Gestos tão simples como o marido agradecer à esposa
uma pequena atenção, um sorriso terno, confiante e amoroso, um olhar embevecido
para o seu companheiro e vice-versa, constituem motivos suficientes para o
outro cônjuge revelar gratidão, desde logo, retribuindo com idêntica
espontaneidade, sinceridade e amor. Igualmente, com as devidas adaptações, o
mesmo vale entre amigos que, verdadeiramente, se querem muito bem, que nutrem,
reciprocamente, aquele sincero “Amor-de-Amigo”
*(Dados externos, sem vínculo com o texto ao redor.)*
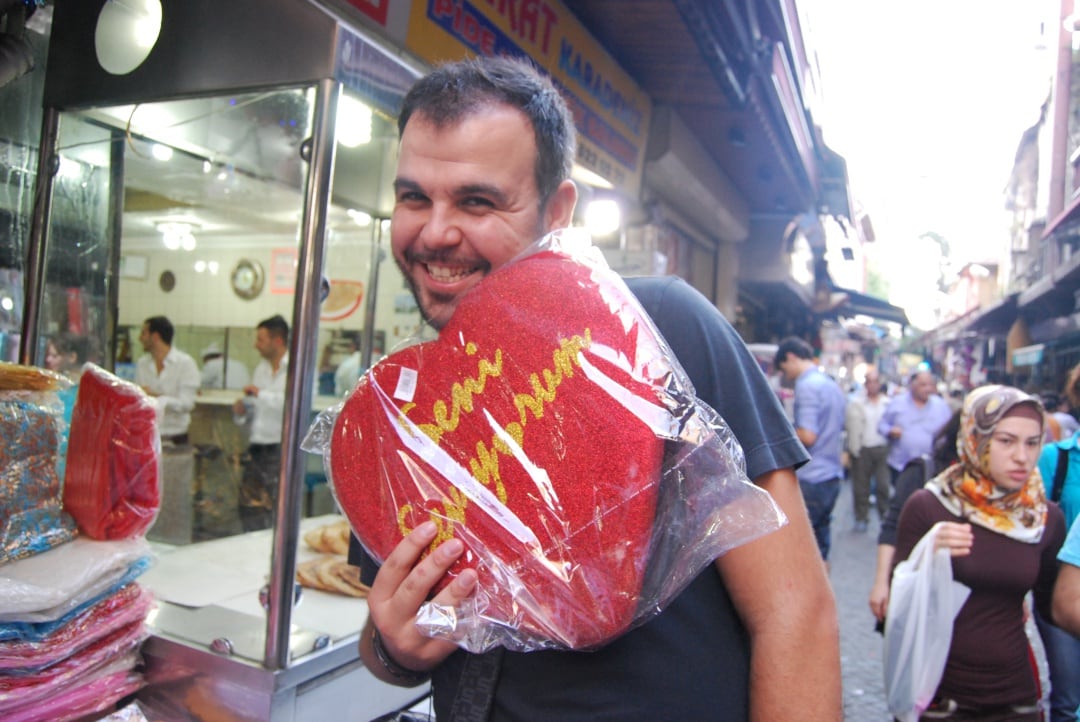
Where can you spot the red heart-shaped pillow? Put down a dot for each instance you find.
(526, 430)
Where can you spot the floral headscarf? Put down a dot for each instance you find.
(967, 489)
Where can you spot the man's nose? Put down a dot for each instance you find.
(442, 228)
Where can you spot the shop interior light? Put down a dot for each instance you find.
(353, 122)
(359, 217)
(583, 175)
(177, 235)
(161, 152)
(603, 216)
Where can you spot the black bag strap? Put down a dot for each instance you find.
(476, 686)
(1060, 473)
Utiliza-se, frequentemente, a expressão “gratidão eterna”, pretendendo-se
significar um agradecimento para toda a vida, porém, não basta utilizá-la uma
vez e não a praticar posteriormente, porque se assim acontecer, entra-se no
âmbito da “gratidão de oportunidade”,
eventualmente, menos sincera.
Será mais correto, verdadeiro e gratificante,
manifestar esse agradecimento ao longo da vida, sempre que as circunstâncias o
aconselhem, como por exemplo para elogiar e/ou defender a pessoa que é objeto
da gratidão de outra, naturalmente, com total honestidade de consciência e
prazer em revelar, publicamente, essa gratidão.
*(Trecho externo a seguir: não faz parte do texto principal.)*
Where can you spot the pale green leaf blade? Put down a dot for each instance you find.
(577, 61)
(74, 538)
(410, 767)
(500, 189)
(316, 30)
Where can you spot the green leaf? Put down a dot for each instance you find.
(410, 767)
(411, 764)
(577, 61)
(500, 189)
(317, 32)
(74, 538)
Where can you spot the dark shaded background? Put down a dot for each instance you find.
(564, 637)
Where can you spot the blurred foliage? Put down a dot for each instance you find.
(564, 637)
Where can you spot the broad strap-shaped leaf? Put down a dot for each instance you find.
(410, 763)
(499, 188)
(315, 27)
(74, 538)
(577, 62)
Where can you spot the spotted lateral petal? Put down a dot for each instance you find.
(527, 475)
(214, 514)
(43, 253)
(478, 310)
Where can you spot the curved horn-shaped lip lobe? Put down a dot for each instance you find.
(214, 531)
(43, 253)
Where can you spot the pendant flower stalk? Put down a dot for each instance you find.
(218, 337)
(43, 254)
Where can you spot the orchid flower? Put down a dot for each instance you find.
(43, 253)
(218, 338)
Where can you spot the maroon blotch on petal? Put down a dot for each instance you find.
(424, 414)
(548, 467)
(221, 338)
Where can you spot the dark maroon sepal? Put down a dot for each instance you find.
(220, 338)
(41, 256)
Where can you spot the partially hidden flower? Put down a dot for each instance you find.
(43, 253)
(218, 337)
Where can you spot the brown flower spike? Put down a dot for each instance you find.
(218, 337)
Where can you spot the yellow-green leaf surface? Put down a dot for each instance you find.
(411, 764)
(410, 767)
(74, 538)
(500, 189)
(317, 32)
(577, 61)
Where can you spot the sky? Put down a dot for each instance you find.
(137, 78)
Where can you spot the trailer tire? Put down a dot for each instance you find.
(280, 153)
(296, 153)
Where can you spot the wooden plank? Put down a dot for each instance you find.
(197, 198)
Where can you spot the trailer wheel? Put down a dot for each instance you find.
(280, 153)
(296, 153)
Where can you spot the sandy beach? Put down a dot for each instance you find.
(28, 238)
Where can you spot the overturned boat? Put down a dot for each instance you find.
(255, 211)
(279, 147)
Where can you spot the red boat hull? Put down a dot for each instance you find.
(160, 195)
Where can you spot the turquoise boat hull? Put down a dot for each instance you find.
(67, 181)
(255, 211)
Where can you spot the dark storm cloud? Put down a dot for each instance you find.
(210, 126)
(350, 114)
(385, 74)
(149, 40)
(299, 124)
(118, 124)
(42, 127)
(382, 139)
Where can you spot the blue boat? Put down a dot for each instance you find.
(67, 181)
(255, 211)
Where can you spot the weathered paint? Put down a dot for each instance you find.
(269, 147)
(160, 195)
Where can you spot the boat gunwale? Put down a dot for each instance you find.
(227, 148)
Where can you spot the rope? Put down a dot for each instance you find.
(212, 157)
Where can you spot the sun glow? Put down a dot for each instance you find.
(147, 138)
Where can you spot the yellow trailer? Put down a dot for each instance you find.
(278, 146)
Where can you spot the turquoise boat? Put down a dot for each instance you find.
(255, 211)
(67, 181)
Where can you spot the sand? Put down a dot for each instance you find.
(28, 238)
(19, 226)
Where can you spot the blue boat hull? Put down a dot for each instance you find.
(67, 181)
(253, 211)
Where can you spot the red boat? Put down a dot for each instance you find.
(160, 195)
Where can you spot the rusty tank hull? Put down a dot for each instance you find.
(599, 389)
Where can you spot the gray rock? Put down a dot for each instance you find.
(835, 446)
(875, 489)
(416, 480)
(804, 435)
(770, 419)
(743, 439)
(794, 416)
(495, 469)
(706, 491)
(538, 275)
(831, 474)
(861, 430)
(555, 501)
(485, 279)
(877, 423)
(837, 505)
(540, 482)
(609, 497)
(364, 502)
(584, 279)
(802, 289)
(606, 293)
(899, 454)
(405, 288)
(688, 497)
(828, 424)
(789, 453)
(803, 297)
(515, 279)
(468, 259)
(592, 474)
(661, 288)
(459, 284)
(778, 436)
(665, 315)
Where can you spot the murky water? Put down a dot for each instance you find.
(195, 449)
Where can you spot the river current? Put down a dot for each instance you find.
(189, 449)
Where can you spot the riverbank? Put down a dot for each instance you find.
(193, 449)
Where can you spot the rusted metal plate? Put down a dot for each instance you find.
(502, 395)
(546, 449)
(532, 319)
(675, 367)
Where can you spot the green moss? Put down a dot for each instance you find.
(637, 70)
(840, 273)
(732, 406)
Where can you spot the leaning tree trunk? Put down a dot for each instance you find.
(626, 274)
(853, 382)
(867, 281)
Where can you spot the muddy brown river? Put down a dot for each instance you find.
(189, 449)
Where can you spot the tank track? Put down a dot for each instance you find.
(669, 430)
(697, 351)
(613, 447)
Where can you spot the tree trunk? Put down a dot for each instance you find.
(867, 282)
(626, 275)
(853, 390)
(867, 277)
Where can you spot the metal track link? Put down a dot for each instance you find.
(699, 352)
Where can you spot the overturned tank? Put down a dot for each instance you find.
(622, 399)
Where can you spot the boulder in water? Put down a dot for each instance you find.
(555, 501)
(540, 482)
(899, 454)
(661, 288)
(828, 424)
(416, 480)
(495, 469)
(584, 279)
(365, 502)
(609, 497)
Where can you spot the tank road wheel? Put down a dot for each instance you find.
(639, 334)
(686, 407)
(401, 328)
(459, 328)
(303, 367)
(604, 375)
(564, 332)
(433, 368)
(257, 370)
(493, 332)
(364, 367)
Quem presta gratidão a outrem é porque recebeu
algum bem dessa outra pessoa, sob qualquer forma: uma palavra amiga, um gesto
de solidariedade, um favor, uma influência para resolver uma situação, enfim,
um benefício material ou imaterial; uma atenção que veio ajudar numa qualquer
situação, sem a qual, a resolução desta, não seria tão favorável ou nem se
teria alcançado.
A pessoa grata sente-se de bem consigo própria e
com aquela a quem agradece, o que causa em ambas uma sensação de bem-estar, de
tranquilidade e do dever cumprido. Por outro lado, a pessoa que pratica atos e
ações, que disponibiliza apoios que conduzem à resolução de problemas de um seu
semelhante, igualmente vai-se sentindo realizada e bem relacionada com aqueles
a quem presta atenção.
A gratidão é, por isso mesmo, um sentimento que se
funda na virtude do reconhecimento, da homenagem e da amizade, porque quem é
objeto de gratidão é porque: primeiro, procedeu para com outrem de forma
excecional, a que, eventualmente, nem estaria obrigado a tal, então, o
beneficiário da atenção recebida, sente-se como que realizado na sua capacidade
de agradecer, quando manifestar gratidão, ao ponto de o fazer com um misto de
amizade, orgulho e admiração; depois, entre as pessoas envolvidas,
estabelece-se, de ora em diante, como que um cordão umbilical duradoiro, de
consideração, estima e carinho, pelo qual circulará uma amizade e benquerença
que, obviamente, conduz a uma maior harmonia, tranquilidade e realização
pessoal. A gratidão não humilha, nem minimiza quem a manifesta, pelo contrário,
enobrece e dignifica a pessoa que sabe ser grata.